Chinese leadership has actually demonstrated more explicit concern about AI safety than recent U.S. administrations, creating opportunities for international cooperation rather than pure competition. The United States currently leads in both AI hardware and software capabilities, giving America significant leverage in negotiations for binding international safety frameworks.

Historical precedents for superpower cooperation on existential risks—from nuclear arms control to biological weapons treaties—demonstrate that even adversarial nations can coordinate when facing shared threats. A U.S. political movement focused on AI safety could advocate for international cooperation while maintaining American technological leadership through responsible development practices.

Alternative approaches and their limitations

Lobbying and advocacy limitations

Traditional lobbying faces structural disadvantages in AI safety advocacy. Research by Dr. Amy McKay shows that lobbying has a strong status quo bias—it takes approximately 3.5 lobbyists supporting change to counteract one lobbyist defending existing arrangements. AI safety advocates already face this uphill battle against well-funded industry lobbying operations that naturally oppose regulatory constraints.

Major AI companies possess vastly superior lobbying resources compared to safety advocacy organizations. Meta, Google, Microsoft, and other technology giants maintain sophisticated government relations operations with annual budgets that dwarf the entire AI safety advocacy ecosystem. Electoral politics offers a way to build countervailing power that doesn’t depend purely on matching corporate spending.

Working within existing parties

Attempting to influence major parties from within faces significant challenges. Once AI safety becomes associated with one party, partisan polarization could undermine bipartisan support for safety measures. Additionally, major party candidates face pressure to balance AI safety against other priorities and donor interests, potentially diluting safety commitments.

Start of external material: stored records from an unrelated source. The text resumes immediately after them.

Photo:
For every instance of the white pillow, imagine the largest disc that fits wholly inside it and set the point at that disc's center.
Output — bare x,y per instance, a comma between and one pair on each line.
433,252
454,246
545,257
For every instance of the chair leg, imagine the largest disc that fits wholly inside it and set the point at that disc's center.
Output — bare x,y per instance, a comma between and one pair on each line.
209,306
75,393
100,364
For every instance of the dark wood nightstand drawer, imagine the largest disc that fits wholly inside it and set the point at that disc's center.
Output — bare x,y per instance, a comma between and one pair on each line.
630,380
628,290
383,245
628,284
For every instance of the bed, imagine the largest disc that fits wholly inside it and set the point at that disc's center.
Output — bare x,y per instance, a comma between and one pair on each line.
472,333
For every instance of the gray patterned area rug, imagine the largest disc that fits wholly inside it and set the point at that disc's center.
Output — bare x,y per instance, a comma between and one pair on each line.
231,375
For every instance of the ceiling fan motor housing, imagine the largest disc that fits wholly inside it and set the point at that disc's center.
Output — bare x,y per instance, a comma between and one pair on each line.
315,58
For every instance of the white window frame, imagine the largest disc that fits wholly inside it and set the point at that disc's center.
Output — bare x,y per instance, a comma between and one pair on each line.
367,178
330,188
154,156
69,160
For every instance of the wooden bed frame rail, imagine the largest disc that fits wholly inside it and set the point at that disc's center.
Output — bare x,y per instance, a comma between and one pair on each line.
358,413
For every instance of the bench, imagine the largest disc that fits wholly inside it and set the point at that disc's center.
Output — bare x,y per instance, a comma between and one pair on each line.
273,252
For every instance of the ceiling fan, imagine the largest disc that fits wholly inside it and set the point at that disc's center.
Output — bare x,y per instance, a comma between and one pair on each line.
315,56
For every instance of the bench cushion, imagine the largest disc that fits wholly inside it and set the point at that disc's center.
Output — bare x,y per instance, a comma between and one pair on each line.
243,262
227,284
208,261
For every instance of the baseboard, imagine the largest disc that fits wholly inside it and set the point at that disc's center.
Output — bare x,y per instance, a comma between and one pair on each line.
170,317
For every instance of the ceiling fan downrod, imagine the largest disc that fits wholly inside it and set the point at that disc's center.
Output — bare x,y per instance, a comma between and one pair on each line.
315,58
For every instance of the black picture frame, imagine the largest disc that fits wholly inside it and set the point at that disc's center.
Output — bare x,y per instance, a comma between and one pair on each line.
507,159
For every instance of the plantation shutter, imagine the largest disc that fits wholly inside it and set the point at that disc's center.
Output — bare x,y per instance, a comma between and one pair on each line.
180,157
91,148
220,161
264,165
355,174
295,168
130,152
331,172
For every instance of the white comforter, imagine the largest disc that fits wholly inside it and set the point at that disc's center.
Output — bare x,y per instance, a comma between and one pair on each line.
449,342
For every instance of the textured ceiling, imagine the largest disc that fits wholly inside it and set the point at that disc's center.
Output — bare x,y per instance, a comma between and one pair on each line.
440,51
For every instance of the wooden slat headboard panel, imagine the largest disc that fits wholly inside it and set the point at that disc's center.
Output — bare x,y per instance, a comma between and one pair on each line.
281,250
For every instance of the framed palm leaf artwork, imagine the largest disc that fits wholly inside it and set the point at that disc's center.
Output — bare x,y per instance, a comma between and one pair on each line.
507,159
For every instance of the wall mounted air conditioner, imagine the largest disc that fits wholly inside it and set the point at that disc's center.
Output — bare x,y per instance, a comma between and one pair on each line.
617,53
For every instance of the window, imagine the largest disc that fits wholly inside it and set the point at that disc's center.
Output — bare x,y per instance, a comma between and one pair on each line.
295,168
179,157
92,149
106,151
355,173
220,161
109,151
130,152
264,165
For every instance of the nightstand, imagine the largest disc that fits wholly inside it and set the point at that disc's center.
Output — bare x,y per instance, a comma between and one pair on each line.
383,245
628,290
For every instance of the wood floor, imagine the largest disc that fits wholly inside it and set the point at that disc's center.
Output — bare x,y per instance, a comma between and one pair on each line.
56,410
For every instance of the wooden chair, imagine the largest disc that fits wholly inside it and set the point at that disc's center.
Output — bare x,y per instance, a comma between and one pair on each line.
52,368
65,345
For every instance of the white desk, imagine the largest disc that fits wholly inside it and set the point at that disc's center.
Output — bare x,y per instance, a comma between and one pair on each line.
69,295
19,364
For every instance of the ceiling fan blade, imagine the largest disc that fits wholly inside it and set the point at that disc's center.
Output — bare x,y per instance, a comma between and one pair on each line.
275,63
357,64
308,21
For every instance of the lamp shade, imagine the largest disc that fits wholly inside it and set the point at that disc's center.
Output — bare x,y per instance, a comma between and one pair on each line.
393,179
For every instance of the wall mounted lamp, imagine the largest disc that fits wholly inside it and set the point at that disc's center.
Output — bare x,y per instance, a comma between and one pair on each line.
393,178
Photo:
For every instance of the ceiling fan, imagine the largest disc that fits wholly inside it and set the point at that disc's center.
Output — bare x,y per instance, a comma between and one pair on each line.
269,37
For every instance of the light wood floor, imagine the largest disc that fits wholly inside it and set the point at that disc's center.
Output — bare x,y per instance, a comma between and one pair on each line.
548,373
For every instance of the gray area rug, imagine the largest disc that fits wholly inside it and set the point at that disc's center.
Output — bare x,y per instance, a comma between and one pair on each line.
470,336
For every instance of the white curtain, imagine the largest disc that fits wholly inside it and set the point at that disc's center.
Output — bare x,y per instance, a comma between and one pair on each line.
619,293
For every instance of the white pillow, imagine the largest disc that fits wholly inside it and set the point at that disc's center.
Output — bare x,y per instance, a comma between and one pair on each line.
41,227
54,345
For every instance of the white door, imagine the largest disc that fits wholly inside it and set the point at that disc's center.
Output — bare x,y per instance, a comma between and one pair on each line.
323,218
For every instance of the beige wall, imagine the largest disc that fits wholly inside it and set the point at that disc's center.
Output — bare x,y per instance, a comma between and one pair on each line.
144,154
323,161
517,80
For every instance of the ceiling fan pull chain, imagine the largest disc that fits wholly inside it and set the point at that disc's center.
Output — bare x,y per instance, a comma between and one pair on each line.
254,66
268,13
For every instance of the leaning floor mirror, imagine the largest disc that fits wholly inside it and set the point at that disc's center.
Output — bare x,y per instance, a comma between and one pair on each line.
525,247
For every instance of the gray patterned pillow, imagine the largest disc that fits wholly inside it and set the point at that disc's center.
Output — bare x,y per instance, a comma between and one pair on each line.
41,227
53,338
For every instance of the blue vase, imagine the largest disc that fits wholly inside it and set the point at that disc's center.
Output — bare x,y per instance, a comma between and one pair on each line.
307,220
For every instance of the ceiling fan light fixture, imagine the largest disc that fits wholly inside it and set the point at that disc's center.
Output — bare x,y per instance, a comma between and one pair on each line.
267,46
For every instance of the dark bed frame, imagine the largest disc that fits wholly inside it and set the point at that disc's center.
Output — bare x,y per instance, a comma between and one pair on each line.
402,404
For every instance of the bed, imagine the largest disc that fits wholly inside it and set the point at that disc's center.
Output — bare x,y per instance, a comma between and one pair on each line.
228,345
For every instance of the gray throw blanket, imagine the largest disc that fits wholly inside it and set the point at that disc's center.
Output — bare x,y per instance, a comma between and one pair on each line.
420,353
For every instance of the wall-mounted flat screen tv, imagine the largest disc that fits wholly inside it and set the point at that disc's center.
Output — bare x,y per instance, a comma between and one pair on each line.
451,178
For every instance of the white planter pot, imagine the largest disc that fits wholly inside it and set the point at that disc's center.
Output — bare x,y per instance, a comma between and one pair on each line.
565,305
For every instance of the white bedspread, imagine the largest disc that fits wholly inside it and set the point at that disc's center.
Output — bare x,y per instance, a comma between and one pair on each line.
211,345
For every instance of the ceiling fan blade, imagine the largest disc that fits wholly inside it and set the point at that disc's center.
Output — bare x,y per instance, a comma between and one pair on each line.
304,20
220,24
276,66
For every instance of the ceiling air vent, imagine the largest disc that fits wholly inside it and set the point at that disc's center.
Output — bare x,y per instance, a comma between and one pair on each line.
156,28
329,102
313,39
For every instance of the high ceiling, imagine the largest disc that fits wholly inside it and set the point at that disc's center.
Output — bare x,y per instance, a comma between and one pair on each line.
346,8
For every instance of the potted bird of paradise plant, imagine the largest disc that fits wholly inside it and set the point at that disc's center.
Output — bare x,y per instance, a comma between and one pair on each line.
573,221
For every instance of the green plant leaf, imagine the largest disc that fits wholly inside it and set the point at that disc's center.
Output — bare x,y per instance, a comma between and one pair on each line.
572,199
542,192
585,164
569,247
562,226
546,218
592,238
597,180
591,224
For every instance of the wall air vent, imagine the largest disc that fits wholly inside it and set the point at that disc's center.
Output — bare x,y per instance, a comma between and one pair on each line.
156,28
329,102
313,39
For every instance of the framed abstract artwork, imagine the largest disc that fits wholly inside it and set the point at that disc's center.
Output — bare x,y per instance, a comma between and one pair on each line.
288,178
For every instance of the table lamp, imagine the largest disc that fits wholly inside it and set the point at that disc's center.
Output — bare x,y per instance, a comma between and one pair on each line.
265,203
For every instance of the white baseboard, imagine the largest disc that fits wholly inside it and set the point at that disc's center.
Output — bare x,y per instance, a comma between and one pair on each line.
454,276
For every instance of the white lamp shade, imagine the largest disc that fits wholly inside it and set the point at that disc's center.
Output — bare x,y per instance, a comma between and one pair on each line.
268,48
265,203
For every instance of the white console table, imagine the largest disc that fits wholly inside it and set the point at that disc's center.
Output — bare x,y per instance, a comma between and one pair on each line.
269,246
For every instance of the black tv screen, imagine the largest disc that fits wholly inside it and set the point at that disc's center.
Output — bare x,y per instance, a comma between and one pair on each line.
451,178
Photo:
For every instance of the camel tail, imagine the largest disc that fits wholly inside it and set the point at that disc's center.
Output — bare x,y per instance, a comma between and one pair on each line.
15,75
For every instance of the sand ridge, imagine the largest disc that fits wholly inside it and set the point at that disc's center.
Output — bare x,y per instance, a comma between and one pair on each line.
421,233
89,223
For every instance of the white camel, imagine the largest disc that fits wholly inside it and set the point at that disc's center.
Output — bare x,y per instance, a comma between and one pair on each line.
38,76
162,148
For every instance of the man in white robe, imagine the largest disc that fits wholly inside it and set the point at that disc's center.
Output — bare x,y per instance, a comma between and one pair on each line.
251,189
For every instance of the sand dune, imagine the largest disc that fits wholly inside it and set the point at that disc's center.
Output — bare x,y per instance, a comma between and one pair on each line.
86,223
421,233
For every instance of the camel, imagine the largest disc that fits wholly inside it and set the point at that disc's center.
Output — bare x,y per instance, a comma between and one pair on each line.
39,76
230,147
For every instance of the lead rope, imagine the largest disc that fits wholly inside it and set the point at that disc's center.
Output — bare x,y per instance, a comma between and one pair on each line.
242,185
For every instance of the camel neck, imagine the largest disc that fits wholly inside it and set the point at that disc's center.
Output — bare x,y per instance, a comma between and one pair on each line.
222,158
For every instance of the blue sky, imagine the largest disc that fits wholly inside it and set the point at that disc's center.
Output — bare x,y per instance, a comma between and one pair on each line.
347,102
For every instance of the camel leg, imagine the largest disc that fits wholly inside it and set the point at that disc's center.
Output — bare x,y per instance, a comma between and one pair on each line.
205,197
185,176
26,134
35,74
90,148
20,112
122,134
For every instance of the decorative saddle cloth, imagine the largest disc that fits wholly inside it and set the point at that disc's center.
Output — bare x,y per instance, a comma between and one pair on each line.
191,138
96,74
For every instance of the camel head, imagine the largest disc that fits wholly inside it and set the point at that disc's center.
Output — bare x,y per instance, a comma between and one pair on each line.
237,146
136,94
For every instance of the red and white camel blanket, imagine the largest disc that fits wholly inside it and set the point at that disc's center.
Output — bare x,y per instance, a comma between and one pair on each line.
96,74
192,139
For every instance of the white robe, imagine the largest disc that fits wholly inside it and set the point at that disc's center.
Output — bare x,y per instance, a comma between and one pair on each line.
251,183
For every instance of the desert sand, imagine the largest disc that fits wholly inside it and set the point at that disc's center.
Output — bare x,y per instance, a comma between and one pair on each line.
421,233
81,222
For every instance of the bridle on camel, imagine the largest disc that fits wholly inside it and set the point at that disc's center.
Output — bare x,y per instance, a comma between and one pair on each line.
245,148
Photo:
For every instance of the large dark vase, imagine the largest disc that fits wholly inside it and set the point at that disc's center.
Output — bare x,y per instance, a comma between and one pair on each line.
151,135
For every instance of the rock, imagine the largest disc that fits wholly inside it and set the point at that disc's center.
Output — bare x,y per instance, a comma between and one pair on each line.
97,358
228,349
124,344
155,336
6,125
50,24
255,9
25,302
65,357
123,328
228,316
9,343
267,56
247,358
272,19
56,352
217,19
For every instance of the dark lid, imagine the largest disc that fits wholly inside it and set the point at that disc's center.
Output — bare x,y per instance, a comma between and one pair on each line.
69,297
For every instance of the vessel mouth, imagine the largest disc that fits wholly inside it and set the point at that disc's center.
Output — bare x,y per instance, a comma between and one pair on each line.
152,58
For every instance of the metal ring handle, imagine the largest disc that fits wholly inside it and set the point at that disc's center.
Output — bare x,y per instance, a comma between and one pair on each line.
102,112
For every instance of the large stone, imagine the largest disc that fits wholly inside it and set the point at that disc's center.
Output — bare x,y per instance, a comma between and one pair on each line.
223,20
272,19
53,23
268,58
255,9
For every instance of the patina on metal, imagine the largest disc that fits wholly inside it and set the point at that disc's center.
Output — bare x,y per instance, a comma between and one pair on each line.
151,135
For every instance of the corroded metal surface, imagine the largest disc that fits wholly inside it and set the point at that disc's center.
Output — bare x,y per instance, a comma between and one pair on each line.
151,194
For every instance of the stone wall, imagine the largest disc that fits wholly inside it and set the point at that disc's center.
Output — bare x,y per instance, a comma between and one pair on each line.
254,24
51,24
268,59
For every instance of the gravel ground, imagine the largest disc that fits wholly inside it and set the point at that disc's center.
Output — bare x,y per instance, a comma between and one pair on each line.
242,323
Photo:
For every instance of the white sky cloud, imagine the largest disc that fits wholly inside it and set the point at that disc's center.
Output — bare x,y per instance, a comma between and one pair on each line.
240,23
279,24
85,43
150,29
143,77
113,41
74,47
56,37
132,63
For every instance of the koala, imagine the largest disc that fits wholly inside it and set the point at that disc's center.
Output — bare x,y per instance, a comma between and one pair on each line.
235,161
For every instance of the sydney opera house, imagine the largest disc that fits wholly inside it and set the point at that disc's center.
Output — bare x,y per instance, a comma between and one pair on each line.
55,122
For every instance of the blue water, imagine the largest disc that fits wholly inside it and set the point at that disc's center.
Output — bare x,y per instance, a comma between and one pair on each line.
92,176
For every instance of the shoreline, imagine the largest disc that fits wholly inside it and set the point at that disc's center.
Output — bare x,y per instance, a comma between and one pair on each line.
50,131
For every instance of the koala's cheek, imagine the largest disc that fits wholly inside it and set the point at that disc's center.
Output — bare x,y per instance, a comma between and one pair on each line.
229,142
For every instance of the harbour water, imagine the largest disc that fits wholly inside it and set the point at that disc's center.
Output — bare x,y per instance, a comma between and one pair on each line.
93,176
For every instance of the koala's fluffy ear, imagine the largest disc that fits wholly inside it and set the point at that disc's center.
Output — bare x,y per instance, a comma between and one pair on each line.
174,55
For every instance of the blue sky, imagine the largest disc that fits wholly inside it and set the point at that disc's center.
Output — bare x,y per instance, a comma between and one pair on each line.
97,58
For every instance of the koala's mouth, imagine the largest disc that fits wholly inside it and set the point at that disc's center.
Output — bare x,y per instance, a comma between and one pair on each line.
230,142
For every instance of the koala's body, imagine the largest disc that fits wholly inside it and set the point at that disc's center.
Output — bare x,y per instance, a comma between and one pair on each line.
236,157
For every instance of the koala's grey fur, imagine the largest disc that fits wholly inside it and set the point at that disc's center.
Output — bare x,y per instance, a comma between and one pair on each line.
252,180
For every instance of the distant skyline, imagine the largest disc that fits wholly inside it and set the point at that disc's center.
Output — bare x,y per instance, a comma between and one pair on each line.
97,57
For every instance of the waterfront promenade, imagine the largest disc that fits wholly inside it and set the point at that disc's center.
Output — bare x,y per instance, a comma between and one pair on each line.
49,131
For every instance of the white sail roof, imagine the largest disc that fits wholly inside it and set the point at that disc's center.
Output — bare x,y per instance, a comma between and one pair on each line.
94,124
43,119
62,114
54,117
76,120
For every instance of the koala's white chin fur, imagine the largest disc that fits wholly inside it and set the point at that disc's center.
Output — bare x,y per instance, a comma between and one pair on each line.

A dedicated third party maintains flexibility to prioritize AI safety without compromise while building coalitions across traditional political divides. This approach avoids premature politicization while developing public support for safety measures that mainstream parties can later adopt.

The path forward

An AI safety political party doesn’t need to transform American politics overnight to justify its existence. Even modest success—raising public awareness, pressuring mainstream candidates, or influencing policy debates—could yield enormous returns given the stakes involved.

The costs of launching such an effort, while substantial, remain manageable compared to potential benefits. Early organizing phases provide natural checkpoints for evaluating progress before major investments. If initial efforts fail to gain traction, resources can be redirected to other approaches with minimal sunk costs.

Meanwhile, the alternative—hoping that existing political institutions will spontaneously prioritize AI safety—seems increasingly unrealistic. Current government action remains minimal despite growing risks, while industry lobbying actively works to prevent stronger safety measures.

The window for political influence may be narrowing as AI capabilities advance, but it hasn’t closed. Democratic institutions still hold decisive power over regulation, funding, research priorities, and international coordination. An AI safety party represents one of the few mechanisms available for translating public concern about AI into sustained political pressure for responsible development.

The question isn’t whether such a party would face challenges—all political movements do. The question is whether the potential benefits justify the risks and costs involved. Given the stakes of advanced AI development and the inadequacy of current safety measures, the answer increasingly appears to be yes.

Electoral politics may be slow and imperfect, but it remains one of the highest-leverage tools available for ensuring that transformative AI technologies develop in ways that benefit rather than threaten human civilization. The time for considering this approach seriously has arrived.